Failure to Ensure Resident Rights and Appropriate Behavioral Health Management
Summary
The facility failed to ensure appropriate nursing services to maintain the highest practicable physical, mental, and psychosocial well-being of Resident #115, particularly in relation to mobility and behavioral health needs. Resident #115, who had diagnoses including paraplegia and a chronic ulcer, was cognitively intact and required varying levels of assistance for daily activities. The care plan highlighted the resident's risk for impaired psychosocial well-being due to a history of trauma, emphasizing the need for respectful and compassionate communication. However, an incident occurred where the resident grabbed his crushed pain medication from the medication cart and attempted to leave, leading to a confrontation with LPN #402. During the incident, LPN #402 blocked the resident's path and physically restrained him by placing her foot in the wheel of his wheelchair, as the resident was required to take his medication in front of the nurse.
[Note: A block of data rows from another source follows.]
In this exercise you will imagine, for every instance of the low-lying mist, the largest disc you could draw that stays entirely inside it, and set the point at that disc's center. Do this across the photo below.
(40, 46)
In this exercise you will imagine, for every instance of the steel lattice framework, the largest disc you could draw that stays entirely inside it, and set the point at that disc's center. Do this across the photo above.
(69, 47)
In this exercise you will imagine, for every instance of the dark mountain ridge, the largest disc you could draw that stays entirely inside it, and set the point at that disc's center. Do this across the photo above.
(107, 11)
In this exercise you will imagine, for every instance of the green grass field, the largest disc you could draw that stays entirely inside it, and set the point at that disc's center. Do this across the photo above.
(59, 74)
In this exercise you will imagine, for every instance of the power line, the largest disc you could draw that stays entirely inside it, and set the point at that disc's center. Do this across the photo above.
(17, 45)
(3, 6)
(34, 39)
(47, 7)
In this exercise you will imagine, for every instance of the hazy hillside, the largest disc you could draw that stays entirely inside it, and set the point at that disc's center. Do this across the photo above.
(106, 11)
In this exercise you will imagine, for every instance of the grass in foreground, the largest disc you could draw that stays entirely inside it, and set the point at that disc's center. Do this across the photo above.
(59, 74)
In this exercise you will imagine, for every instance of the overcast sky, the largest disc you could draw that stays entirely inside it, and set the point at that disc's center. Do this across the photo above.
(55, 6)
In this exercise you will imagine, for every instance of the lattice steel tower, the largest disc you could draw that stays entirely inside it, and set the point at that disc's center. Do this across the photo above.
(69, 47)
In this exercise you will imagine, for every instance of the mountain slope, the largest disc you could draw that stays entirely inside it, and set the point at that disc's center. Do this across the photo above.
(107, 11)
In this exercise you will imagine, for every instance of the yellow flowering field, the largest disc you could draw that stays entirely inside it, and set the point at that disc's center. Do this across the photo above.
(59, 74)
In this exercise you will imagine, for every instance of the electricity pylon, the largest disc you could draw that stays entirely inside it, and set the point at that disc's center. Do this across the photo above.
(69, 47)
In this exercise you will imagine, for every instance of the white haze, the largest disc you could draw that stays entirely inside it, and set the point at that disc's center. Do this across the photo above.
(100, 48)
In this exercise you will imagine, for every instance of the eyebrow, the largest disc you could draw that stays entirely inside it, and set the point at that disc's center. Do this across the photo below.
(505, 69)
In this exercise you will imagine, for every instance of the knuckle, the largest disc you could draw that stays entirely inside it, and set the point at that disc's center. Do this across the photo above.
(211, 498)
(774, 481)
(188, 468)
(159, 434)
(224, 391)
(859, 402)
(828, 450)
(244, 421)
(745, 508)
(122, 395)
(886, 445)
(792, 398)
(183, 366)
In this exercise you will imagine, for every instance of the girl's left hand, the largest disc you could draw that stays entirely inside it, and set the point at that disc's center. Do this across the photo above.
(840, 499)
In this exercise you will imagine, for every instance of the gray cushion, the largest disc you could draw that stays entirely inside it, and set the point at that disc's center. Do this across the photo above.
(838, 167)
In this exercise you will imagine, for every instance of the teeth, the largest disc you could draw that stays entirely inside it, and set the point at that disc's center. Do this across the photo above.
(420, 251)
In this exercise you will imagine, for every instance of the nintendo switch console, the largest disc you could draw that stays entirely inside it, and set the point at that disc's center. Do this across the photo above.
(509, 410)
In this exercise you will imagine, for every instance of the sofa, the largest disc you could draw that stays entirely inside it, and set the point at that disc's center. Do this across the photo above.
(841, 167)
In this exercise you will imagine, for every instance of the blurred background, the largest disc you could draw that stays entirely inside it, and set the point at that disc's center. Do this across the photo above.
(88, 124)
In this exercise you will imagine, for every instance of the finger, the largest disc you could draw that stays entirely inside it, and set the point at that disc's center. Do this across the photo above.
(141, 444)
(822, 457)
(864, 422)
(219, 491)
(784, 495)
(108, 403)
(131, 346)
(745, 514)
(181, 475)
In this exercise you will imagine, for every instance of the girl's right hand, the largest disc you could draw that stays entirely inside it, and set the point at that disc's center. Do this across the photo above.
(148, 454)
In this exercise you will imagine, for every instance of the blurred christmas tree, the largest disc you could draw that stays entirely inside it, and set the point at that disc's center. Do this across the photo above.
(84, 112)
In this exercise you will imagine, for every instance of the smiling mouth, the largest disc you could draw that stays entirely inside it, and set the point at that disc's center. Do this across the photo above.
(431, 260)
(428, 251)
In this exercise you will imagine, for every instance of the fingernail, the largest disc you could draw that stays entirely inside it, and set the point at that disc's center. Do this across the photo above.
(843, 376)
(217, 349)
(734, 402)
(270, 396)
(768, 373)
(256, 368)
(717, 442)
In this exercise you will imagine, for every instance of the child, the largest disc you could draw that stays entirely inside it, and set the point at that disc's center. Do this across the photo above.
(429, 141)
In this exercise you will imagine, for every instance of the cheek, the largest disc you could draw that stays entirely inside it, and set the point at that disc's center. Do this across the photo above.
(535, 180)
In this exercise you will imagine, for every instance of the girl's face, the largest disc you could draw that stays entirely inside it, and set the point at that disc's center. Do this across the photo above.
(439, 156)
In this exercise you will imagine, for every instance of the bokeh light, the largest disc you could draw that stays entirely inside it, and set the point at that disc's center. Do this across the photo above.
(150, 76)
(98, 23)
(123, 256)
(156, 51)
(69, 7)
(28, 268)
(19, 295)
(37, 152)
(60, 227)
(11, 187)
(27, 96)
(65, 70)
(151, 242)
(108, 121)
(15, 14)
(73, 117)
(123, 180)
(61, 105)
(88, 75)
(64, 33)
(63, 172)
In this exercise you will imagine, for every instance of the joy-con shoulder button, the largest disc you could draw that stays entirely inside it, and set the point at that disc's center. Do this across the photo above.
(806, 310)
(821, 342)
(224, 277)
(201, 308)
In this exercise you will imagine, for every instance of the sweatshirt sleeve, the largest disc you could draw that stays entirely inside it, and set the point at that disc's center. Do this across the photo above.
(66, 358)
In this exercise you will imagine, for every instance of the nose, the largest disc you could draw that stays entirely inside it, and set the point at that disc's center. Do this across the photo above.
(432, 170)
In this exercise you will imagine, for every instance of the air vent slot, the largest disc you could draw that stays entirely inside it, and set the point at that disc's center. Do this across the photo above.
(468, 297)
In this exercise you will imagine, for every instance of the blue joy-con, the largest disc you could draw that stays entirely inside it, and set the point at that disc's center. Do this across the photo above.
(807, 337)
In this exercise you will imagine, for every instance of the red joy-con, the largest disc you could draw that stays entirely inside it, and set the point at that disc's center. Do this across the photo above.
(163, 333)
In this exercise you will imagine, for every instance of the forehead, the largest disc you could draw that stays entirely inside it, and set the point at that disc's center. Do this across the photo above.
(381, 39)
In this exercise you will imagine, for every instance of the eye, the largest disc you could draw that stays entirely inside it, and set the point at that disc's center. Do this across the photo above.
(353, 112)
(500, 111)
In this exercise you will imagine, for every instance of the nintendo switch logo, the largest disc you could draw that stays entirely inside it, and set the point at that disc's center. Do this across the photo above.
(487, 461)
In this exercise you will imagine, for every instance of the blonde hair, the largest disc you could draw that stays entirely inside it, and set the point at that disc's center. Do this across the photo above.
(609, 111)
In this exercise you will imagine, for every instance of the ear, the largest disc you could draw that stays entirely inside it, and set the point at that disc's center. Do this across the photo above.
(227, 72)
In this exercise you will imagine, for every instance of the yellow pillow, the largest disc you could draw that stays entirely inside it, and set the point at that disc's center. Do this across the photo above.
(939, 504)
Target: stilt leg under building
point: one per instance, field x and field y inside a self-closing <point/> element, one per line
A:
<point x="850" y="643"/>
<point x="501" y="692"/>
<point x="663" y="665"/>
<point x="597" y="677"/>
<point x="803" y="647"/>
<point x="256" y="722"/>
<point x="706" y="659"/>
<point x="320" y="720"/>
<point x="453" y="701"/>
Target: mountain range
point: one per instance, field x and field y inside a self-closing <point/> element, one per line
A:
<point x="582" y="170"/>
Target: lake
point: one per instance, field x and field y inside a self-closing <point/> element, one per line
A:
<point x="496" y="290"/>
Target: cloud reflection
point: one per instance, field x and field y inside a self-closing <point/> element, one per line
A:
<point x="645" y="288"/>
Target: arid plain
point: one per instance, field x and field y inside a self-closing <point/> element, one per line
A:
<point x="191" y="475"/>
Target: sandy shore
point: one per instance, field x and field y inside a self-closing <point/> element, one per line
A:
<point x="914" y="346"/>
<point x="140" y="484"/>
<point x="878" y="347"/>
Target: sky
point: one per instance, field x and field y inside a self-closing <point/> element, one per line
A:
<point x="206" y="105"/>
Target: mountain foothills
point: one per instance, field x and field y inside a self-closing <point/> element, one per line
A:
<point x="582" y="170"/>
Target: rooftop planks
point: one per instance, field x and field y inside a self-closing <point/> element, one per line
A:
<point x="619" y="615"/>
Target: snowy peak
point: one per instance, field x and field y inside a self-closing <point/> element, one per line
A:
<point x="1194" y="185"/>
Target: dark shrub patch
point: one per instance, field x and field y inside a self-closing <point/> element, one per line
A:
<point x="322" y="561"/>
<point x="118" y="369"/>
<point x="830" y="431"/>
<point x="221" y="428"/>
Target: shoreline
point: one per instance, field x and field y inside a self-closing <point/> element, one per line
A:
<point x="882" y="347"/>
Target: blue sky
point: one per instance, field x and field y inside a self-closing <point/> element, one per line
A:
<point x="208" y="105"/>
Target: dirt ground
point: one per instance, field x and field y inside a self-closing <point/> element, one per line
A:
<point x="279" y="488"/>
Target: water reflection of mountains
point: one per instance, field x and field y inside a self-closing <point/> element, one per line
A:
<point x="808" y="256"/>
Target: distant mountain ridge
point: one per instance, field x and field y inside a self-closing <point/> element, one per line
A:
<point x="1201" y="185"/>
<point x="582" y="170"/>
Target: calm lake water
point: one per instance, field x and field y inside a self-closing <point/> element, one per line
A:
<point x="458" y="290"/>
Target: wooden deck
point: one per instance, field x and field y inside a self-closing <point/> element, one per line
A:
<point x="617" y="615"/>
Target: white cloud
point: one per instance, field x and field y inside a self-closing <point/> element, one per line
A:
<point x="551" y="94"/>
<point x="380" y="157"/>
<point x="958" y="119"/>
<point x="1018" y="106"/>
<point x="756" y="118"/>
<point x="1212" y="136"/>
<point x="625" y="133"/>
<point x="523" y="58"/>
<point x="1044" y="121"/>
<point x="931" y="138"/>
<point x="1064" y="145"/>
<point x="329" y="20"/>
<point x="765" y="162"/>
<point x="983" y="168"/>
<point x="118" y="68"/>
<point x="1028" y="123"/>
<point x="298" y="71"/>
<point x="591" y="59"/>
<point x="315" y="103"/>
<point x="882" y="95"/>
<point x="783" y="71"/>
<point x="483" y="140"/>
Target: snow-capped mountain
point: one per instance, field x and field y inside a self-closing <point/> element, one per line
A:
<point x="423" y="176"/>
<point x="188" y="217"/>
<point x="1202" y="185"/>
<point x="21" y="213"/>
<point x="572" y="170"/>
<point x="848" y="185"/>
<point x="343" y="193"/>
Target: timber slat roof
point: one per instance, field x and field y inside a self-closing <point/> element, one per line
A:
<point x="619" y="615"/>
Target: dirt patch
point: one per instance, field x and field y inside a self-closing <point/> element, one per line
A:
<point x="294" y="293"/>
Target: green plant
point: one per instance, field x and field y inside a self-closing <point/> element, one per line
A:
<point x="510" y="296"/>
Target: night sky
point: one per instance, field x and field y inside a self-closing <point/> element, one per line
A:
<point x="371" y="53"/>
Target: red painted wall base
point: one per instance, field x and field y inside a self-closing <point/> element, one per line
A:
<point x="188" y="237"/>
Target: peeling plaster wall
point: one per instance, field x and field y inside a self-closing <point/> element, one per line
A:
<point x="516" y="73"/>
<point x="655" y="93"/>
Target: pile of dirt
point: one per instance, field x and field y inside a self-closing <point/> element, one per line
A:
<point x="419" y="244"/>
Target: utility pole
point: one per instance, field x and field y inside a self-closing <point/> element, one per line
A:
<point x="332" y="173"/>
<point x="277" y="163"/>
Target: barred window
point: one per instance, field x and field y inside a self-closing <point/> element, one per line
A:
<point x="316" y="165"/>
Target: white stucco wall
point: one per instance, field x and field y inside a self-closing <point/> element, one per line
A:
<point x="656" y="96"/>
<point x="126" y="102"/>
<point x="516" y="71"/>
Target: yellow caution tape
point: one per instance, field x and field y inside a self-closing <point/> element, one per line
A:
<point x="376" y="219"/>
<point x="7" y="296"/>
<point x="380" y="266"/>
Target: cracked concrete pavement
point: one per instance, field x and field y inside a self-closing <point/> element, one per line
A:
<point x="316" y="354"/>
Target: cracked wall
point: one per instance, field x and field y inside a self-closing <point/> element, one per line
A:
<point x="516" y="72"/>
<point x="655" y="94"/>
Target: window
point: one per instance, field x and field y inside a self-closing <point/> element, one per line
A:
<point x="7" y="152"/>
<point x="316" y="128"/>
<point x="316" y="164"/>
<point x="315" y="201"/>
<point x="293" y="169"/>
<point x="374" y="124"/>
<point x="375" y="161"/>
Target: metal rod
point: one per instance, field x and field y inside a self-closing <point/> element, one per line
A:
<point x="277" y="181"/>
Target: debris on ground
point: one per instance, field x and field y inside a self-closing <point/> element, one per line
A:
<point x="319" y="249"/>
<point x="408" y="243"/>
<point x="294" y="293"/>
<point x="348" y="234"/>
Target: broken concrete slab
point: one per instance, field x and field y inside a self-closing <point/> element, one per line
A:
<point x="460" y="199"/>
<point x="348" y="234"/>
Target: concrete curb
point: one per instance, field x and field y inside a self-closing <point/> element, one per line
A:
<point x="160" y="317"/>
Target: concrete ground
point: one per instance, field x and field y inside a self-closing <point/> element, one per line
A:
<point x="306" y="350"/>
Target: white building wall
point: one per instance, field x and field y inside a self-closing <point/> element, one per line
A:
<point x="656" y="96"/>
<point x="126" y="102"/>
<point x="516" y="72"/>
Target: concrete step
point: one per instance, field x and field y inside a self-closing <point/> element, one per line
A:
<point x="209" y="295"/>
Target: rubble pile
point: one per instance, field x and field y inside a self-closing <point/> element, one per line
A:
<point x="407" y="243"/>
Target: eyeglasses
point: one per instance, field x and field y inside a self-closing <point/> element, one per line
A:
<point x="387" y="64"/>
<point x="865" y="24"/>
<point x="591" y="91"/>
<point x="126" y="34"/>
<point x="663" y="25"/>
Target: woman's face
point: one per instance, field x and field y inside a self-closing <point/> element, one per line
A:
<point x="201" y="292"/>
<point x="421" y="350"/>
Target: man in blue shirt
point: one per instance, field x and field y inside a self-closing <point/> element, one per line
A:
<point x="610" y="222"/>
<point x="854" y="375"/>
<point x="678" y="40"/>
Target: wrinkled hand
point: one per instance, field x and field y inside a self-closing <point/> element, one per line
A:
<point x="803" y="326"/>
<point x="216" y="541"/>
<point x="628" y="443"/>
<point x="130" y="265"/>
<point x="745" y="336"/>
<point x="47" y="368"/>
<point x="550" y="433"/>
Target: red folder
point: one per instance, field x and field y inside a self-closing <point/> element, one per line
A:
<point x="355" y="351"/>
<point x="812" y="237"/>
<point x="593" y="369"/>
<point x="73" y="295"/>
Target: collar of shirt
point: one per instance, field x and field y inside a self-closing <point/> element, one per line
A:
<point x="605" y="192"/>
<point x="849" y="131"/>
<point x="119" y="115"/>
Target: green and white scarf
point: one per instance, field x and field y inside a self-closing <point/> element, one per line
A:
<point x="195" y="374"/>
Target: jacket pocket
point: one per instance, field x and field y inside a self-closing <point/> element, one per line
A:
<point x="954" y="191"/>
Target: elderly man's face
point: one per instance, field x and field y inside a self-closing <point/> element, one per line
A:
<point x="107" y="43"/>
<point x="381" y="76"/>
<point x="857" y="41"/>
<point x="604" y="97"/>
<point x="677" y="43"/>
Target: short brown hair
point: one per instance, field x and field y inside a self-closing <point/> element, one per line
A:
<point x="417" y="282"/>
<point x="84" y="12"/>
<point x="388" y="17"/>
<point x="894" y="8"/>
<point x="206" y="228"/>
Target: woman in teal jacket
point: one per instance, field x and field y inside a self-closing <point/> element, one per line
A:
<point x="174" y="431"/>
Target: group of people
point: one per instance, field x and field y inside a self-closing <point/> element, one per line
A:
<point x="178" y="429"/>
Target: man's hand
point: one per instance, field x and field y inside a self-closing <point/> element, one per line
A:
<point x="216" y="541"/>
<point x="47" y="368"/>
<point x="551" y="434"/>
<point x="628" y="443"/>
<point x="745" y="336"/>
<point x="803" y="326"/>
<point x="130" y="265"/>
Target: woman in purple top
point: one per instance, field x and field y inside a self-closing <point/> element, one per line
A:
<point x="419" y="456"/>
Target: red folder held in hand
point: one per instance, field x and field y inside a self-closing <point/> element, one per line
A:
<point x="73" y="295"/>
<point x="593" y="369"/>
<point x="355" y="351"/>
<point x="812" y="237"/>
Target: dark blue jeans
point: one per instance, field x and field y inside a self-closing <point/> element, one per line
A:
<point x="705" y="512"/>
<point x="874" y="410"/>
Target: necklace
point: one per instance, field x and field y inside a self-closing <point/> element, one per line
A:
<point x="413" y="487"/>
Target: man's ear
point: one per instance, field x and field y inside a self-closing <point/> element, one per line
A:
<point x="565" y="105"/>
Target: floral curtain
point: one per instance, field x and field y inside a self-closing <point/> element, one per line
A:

This action led to the resident punching the LPN in the hands. The facility's Resident Rights policy, which states that residents have the right to be free from restraints, was not adhered to in this situation. The incident was witnessed by other staff members, and the police, DON, and Administrator were notified. This deficiency highlights a failure in ensuring the resident's rights and appropriate handling of behavioral health needs.